Cette Europe, nous la comprenons et nous la vivons à travers la triade homérique, sous-titre au livre Le réveil européen, publié dans la collection Iliade : La nature comme socle, l’excellence comme but, la beauté comme horizon. Le reste vient de là, depuis 30 000 ans… On lit ainsi dans le Samouraï d’Occident : « Aux Européens, le poète fondateur rappelle qu’ils ne sont pas nés d’hier. Il leur lègue le socle de leur identité, la première expression parfaite d’un patrimoine éthique et esthétique qu’il tenait lui-même en héritage et qu’il a sublimé de façon que l’on dirait divine. Les principes qu’il a fait vivre par ses personnages n’ont pas cessé de renaître jusqu’à nous, montrant que le fil secret de notre tradition ne pouvait être rompu. Ainsi l’avenir prend-il racine dans la mémoire du passé ».

En présentant les choses ainsi, Dominique Venner nous invite en quelque sorte à une seconde Révolution Conservatrice. Cette Révolution Conservatrice s’inscrit dans une démarche d’action ; elle n’est pas seulement une opposition au monde moderne, tel que le perçoit Charles Péguy lorsqu’il dit : « Le monde moderne avilit. Il avilit la cité ; il avilit l’homme. Il avilit l’amour ; il avilit la femme. Il avilit la race ; il avilit l’enfant. Il avilit la nation ; il avilit la famille […], il avilit la mort. ». Ce constat, Dominique Venner le partage – c’est une certitude – mais il va au-delà, témoignant de ce qu’il nomme lui-même sa « foi indestructible dans la permanence de la tradition européenne ».

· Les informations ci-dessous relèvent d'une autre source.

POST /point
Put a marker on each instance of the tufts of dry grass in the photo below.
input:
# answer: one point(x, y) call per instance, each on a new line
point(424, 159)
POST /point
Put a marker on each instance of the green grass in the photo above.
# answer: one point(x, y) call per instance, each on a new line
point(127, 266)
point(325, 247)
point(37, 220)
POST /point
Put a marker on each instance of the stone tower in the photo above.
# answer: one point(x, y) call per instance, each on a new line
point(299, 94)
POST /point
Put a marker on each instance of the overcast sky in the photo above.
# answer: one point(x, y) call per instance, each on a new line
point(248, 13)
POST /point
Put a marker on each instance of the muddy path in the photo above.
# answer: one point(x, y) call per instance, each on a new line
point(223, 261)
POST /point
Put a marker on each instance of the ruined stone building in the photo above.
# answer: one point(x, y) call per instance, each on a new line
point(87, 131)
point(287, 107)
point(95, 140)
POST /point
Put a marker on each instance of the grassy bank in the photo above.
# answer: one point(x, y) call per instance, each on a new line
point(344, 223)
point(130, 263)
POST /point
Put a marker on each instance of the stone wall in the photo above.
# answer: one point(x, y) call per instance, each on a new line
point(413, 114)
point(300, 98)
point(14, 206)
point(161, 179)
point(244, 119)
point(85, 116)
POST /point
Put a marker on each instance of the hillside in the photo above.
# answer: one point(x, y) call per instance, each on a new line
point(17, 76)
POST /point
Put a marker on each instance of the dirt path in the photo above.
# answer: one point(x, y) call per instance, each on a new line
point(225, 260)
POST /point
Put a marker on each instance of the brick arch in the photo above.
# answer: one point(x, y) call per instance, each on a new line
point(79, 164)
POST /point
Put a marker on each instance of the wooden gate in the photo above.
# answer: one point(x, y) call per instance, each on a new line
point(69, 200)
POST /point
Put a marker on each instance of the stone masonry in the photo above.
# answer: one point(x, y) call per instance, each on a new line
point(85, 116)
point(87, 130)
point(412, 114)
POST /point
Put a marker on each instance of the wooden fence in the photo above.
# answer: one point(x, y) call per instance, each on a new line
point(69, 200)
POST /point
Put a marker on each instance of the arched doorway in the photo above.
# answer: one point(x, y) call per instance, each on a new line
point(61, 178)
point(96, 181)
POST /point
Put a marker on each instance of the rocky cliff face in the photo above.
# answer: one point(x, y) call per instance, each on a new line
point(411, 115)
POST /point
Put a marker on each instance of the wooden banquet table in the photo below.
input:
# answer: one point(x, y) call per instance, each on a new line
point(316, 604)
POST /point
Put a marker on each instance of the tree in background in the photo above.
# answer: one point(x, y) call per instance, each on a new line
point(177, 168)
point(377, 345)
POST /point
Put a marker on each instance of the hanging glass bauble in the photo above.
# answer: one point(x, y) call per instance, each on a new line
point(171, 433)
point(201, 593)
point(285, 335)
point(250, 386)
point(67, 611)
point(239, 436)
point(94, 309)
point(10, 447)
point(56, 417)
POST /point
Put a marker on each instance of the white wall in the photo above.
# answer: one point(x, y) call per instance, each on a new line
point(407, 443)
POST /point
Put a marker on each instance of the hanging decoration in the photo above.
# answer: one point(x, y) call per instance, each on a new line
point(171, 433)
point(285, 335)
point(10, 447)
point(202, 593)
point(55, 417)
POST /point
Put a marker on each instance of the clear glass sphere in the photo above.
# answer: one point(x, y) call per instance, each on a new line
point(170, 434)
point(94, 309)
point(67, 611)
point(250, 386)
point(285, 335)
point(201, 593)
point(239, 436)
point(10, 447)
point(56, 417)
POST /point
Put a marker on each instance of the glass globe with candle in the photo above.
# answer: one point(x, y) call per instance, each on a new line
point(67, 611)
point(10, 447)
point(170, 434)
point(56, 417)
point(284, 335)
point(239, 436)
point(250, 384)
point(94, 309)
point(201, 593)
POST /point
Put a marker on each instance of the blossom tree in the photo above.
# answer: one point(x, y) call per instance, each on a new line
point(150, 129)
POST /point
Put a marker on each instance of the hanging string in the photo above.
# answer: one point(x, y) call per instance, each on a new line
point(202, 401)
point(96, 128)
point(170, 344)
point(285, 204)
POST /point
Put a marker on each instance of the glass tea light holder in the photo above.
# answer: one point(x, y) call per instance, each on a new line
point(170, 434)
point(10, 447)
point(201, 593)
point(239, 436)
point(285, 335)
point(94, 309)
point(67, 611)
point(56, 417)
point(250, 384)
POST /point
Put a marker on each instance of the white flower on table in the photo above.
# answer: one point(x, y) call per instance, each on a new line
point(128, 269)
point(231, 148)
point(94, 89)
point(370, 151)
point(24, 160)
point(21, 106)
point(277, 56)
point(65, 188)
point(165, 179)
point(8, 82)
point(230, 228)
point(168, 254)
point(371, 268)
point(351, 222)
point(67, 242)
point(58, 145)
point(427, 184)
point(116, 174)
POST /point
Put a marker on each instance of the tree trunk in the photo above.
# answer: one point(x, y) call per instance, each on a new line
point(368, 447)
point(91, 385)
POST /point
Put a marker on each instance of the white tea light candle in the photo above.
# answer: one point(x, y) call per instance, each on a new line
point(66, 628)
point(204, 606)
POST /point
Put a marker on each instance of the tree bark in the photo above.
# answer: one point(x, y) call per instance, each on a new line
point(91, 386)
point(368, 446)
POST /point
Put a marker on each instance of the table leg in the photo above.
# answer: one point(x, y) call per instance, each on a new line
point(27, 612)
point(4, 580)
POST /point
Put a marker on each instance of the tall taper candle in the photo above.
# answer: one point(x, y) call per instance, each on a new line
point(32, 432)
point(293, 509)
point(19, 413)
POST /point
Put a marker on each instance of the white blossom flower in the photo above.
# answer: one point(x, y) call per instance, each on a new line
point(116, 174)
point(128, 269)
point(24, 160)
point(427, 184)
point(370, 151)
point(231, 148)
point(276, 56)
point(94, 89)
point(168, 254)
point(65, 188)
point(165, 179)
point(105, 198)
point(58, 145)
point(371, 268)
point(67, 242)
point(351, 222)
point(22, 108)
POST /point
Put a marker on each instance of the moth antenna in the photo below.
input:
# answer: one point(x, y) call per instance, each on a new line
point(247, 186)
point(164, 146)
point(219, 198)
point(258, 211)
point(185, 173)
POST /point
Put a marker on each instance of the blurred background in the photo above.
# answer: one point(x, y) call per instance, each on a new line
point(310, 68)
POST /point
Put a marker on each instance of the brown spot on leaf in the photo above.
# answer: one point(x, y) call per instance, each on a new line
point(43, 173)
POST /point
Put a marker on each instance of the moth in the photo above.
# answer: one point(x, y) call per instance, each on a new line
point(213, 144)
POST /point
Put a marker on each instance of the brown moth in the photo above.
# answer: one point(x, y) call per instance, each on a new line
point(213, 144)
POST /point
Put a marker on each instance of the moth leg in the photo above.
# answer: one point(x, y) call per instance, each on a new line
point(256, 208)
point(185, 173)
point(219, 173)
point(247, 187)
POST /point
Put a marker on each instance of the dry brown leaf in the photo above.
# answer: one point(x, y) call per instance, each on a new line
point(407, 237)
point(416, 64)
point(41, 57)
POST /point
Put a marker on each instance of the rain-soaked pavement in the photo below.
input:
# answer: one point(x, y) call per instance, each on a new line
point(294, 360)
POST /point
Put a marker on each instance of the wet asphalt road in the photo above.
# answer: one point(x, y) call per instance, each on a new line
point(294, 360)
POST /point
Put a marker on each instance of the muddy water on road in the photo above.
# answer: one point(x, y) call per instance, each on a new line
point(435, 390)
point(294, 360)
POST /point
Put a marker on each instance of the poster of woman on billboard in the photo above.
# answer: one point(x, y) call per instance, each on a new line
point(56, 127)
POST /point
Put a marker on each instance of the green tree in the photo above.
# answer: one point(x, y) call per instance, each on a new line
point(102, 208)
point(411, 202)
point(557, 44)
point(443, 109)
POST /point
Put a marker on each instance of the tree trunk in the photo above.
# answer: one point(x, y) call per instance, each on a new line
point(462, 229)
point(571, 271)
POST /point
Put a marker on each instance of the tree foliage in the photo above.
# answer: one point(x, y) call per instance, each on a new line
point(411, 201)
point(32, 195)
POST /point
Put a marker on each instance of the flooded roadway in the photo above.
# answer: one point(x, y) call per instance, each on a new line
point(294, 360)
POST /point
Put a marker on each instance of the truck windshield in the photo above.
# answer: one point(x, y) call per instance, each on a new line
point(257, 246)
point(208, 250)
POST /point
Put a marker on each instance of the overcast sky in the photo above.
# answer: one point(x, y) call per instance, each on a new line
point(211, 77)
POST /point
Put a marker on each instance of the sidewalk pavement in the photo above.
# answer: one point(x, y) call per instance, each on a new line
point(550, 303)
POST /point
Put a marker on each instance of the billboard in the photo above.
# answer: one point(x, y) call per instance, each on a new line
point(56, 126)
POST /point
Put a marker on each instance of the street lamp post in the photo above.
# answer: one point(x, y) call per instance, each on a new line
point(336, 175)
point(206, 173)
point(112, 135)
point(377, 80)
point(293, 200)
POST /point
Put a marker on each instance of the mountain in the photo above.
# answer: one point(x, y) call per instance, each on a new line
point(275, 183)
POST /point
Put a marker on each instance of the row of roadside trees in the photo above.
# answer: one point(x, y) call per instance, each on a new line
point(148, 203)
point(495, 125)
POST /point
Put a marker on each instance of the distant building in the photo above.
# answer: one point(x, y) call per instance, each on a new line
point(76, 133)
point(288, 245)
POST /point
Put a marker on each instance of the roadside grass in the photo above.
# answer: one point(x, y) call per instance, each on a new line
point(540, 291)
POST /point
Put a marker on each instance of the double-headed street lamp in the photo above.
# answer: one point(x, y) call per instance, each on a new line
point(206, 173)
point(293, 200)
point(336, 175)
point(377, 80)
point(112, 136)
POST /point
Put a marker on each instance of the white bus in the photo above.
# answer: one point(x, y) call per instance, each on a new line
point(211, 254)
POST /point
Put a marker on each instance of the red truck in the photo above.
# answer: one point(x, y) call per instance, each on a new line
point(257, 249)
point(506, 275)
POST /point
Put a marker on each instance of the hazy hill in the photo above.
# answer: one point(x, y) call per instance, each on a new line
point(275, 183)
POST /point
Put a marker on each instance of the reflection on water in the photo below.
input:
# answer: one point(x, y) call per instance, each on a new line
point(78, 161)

Un objectif claire : être et durer, transmettre et exister, transmettre pour exister. Renouer avec l’Europe, avec ses traditions, sa spiritualité, ses racines. Renouer avec ce qui dure malgré l’évolution du temps, conformément à la définition de la tradition, proposée par Dominique Venner :

« La tradition telle que je l’entends n’est pas le passé, mais au contraire ce qui ne passe pas et revient toujours sous des formes différentes. Elle désigne l’essence d’une civilisation sur la très longue durée, ce qui résiste au temps et survit aux influences perturbatrices des religions, des modes et des idéologies importées. »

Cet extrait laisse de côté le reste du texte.